Release Title: Fullmoon
Label: Self-Released/Independent (Sepulchral Silence re-issue)
Genre: Old-School Black Metal
2. Antitheist Pyromania
3. Summoning Beleth
4. Red Magic
8. Floraphilia (Sale Freux cover)
Coming together quite recently, French one-man black metal project Koldkrypt allows the creator by the name of Typhus to create a wildly varied and eclectic infusion of elements into black metal. Initially independently issued May 30, 2016 on a limited run, the debut full-length release from the project is now reissued July 5, 2016 on Sepulchral Silence.

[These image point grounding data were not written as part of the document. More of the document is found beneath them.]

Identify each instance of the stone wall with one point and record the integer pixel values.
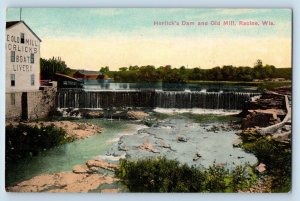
(39, 103)
(13, 109)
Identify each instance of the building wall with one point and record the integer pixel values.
(39, 103)
(22, 68)
(13, 111)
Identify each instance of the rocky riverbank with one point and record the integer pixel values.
(84, 178)
(74, 130)
(267, 132)
(195, 144)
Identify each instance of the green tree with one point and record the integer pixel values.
(123, 69)
(51, 66)
(104, 69)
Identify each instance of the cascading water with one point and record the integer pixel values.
(77, 98)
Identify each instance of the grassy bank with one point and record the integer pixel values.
(23, 140)
(276, 155)
(162, 175)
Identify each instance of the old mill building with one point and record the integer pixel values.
(24, 98)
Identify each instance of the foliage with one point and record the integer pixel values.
(167, 74)
(24, 140)
(162, 175)
(51, 66)
(276, 155)
(104, 69)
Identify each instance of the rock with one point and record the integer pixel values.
(62, 182)
(237, 142)
(197, 157)
(148, 147)
(113, 190)
(137, 115)
(286, 136)
(93, 114)
(101, 164)
(79, 169)
(181, 139)
(261, 168)
(256, 119)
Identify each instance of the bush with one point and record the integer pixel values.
(162, 175)
(23, 140)
(276, 155)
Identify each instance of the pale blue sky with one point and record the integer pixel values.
(58, 22)
(90, 38)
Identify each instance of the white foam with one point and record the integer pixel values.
(196, 111)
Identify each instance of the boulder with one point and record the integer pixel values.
(257, 119)
(261, 168)
(79, 169)
(181, 139)
(237, 142)
(101, 164)
(137, 115)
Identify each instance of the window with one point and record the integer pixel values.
(32, 58)
(32, 79)
(12, 56)
(12, 80)
(22, 37)
(12, 99)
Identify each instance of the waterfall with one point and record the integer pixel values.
(77, 98)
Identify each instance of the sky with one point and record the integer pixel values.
(89, 38)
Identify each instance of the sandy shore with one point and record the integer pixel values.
(74, 129)
(63, 182)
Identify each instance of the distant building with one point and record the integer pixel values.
(22, 58)
(88, 75)
(65, 81)
(278, 79)
(23, 98)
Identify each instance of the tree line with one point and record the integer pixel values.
(167, 74)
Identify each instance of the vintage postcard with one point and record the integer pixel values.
(148, 100)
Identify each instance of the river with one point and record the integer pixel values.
(213, 147)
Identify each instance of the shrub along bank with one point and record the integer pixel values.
(163, 175)
(275, 154)
(23, 140)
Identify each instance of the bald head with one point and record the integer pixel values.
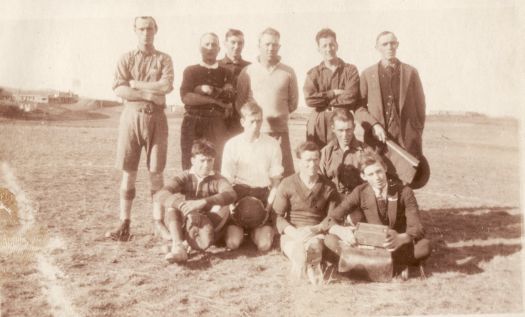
(209, 47)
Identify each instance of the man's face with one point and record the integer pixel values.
(269, 47)
(202, 165)
(309, 163)
(327, 48)
(234, 45)
(252, 123)
(387, 46)
(375, 175)
(209, 47)
(344, 132)
(145, 30)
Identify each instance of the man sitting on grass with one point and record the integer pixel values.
(196, 201)
(252, 162)
(301, 204)
(379, 202)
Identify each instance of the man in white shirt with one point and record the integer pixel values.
(252, 162)
(273, 85)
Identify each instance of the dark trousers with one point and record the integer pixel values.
(211, 128)
(286, 149)
(408, 254)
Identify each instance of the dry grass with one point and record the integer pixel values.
(470, 209)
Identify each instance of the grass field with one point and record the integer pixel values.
(57, 263)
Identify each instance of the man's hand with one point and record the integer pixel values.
(157, 99)
(271, 195)
(189, 206)
(379, 132)
(346, 234)
(206, 90)
(395, 240)
(338, 92)
(302, 233)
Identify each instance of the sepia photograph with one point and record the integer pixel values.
(261, 158)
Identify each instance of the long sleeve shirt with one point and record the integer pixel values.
(215, 189)
(252, 163)
(274, 89)
(297, 205)
(139, 65)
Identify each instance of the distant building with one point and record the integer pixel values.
(29, 100)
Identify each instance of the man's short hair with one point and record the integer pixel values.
(209, 33)
(306, 146)
(342, 115)
(250, 108)
(269, 31)
(204, 147)
(370, 157)
(384, 33)
(233, 32)
(324, 33)
(146, 17)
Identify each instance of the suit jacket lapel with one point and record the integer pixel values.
(392, 200)
(404, 81)
(376, 91)
(371, 212)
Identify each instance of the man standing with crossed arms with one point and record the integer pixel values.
(143, 77)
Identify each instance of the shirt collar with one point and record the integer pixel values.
(228, 60)
(394, 63)
(354, 144)
(381, 193)
(146, 50)
(271, 68)
(200, 179)
(214, 66)
(339, 63)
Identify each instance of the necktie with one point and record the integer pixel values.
(382, 208)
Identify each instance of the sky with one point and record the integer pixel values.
(466, 52)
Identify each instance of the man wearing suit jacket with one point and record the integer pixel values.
(380, 202)
(393, 94)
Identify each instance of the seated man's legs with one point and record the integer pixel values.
(332, 252)
(412, 253)
(262, 237)
(303, 255)
(234, 236)
(175, 225)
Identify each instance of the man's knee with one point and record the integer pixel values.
(332, 243)
(422, 249)
(234, 237)
(263, 238)
(156, 182)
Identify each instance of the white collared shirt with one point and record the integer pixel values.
(213, 66)
(252, 163)
(381, 193)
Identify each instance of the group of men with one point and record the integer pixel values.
(237, 157)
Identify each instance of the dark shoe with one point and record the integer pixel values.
(122, 233)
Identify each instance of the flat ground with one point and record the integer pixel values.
(58, 263)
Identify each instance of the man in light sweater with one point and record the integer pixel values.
(273, 86)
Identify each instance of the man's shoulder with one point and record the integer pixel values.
(268, 140)
(288, 182)
(193, 67)
(233, 141)
(285, 68)
(162, 54)
(370, 70)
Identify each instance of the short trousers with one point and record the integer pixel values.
(137, 130)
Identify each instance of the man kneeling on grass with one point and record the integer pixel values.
(379, 201)
(301, 205)
(196, 202)
(252, 162)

Focusing primarily on a raw black metal sound, the main element at play here is the fact that there’s a pronounced and utterly dominant amount of material here that features fiery tremolo-picked riffing filled with the traditional brimstone-accented rhythms that bring about a feeling reminiscent of the second-wave worshippers. The straightforward, swirling tempos and blasting drumming are certainly on-point in that style as well which certainly helps further this connection to the genre even further, with the slew of far more traditional elements present in the arrangements and riffing keeping this grounded in those second-wave patterns so that once it starts to introduce other elements here in some progressive riffing that’s quite melodic while also introducing a far more technically imposing series of riff-work into the tracks which in fact creates a rather epic mind-set here with it going for some complex, convoluted arrangements that really drag on unnecessarily here which is somewhat of a big problem with this one. It doesn’t really know how to quit while it’s ahead, as there’s plenty of utterly impressive and dominant blasting patterns that are wrapped alongside a series of overlong, meandering rhythms that just seem to go on far longer than it really should, and that ends up making this feel quite longer than it really should be as these progressive elements just tend to make this quite a bit longer than needed. While that’s not a crippling factor here considering it’s a debut and is something that might get honed out over time, this does leave a big impression on the listener in the end. Otherwise, there’s plenty to really like and enjoy about this one.
Though it’s somewhat commendable to want to include everything possible to showcase your roots and influences on a debut effort like this, the fact that it’s somewhat dragging and meandering does become the main focus here away from the remaining positives leaving this one mainly for progressive-minded fans of the original second-wave movement or those than can appreciate it’s flaws regardless.